COMMENTARY:  This is a great little story that combines some of Wolfe’s best techniques of blending the fantasy of his protagonist with his 3rd person not entirely omniscient narrative technique.  It unfolds in a somewhat cryptic fashion because it is somewhat difficult to distinguish timeline, fantasy and reality, but one or two re-readings and the contextualizing idea makes it fairly straightforward: that once a year for a week people with lame stultifying lives try to buy a fantasy where they can live out their drama with other similarly trapped people and be whatever they want to be.
The problem arises when Bobs realizes that one of the poseurs is in fact the real deal – and perhaps he feels that he is being mocked there just as he was constantly mocked at home.  The nature of his work at home seems unclear, but he might be a day security guard and have access to a real gun. 
AMBIGUITIES:  Is Wally Wallace just a “recruiter” for Beech Hill? Why does Bobs superimpose Wally’s image onto the girl he later asks to identify the gun as a toy?  What is the jungle in which Wally is lost – the sales world or something more sinister?  Does Bobs intend to kill that rich owner for making a mockery of his escape from real life by intruding his own genuine, privileged position in it, or is he going to lash out at a much easier target – his crippled sister, whom he fantasized about shooting with a luger earlier in the story?
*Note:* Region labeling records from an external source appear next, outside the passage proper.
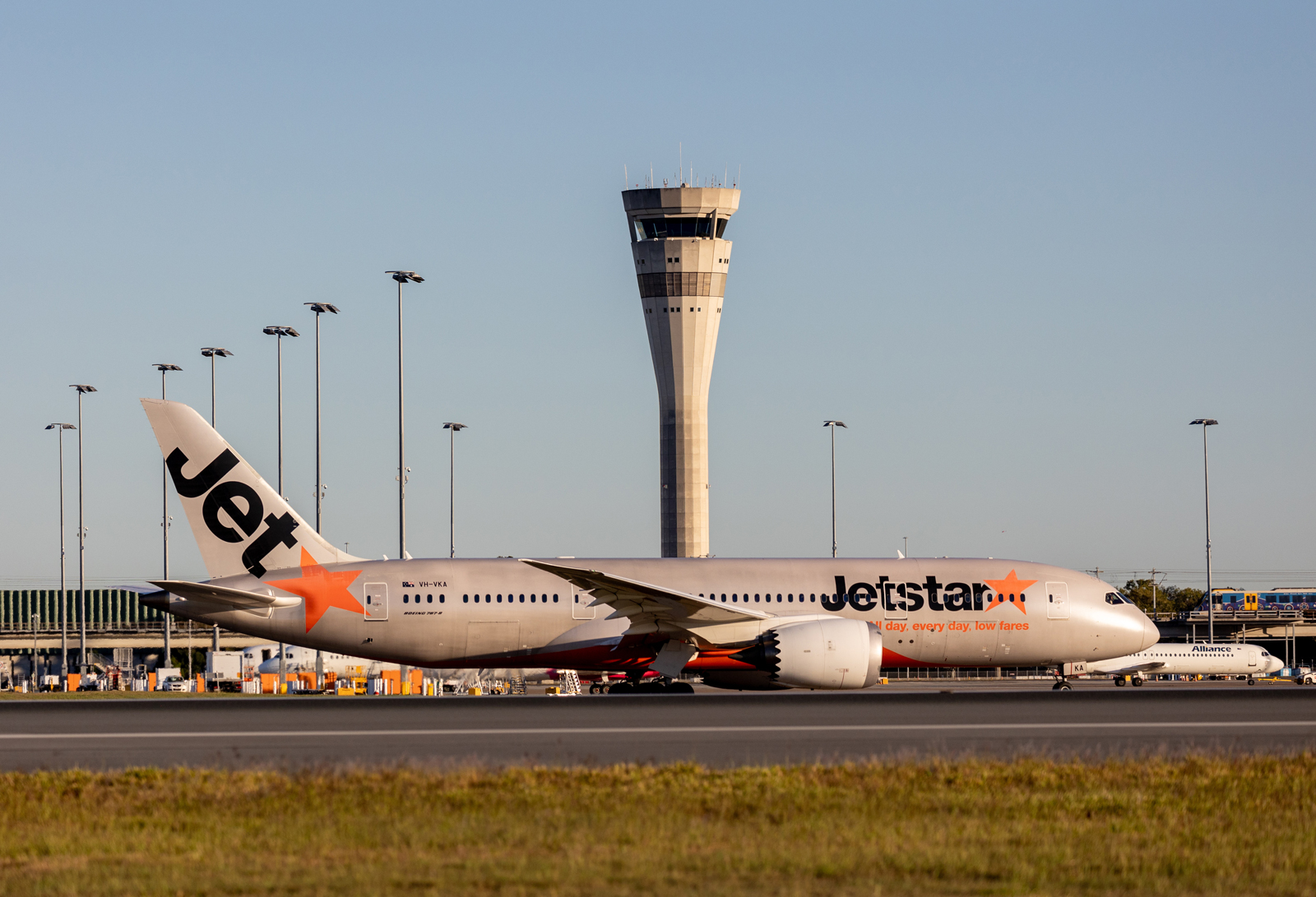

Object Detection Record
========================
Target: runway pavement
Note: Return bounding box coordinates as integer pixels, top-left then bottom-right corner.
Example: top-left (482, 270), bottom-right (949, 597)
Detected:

We have already discussed that the gun suits whatever role Bobs feels at the time: when he feels like James Bond, it is the signature Walter PPK, when he feels like killing his sister, it is a Luger, though all along it was almost certainly a replica, unless he carries a real gun in carrying out his day to day job of relieving the night man.  
I believe that every gun mentioned is of German design except the Beretta: The Walther PPK, the Luger, and the HSc Mauser.  Is there a significance to this?  Both the Beretta and the Walther PPK are associated with James Bond, the Luger and the Mauser with WWII Germany.
NAMES: R. Roberts, called Bubba by his crippled sister at home and Bobs in his fantasies, has a very ordinary name.   Many of these individuals have chosen alter egos that suit their aspirations, one believing himself to be a physicist involved with the Lunar Landing (Preston Pots) and others having names that are equally picturesque and evocative.
Countess Esterhazy was a patroness of Almack’s Assembly Rooms in the 19th century, one of the earliest social clubs to welcome both men and woman.  These clubs to some degree came to denote genuine “society”.  This clearly mirrors the club of wannabes that Bobs spends his extra income on, though it actually did represent society and this group is composed of a bunch of wishful thinkers.
Claude Brain is an odd name, and though I hesitate to ascribe any “mastermind” role to the scarred animal trainer who has obviously lived a round life, there was a famous neurologist named Henri Charles Jules Claude who discovered a brain condition called “Claude’s Syndrome” in 1912 which is “a midbrain syndrome characterized by oculomotor palsy on the side of the lesion and ataxia on the opposite side.”
The blending of the protagonist’s fantasy with the 3rd person narrator is something Wolfe will continue to do in works such as “There are Doors”, “An Evil Guest”, and “Castleview”, and the theme of imitation becoming reality is simply enormous.  Here, someone being or becoming what they pretend to be is enough to unhinge Bobs – his fantasy has been shattered when even successful and romantic reality intrudes.  This story does seem to have a hint of role play and presage the concerns of cyberpunk and the virtual community – the creation of artificial personalities to fulfill disappointed ambitions. In terms of the lack of fantastic elements, it does seem to be fairly unique section, though a rich man pretends to be a servant in “Kevin Malone” – that is perhaps the closest story to this one in Wolfe’s oeuvre.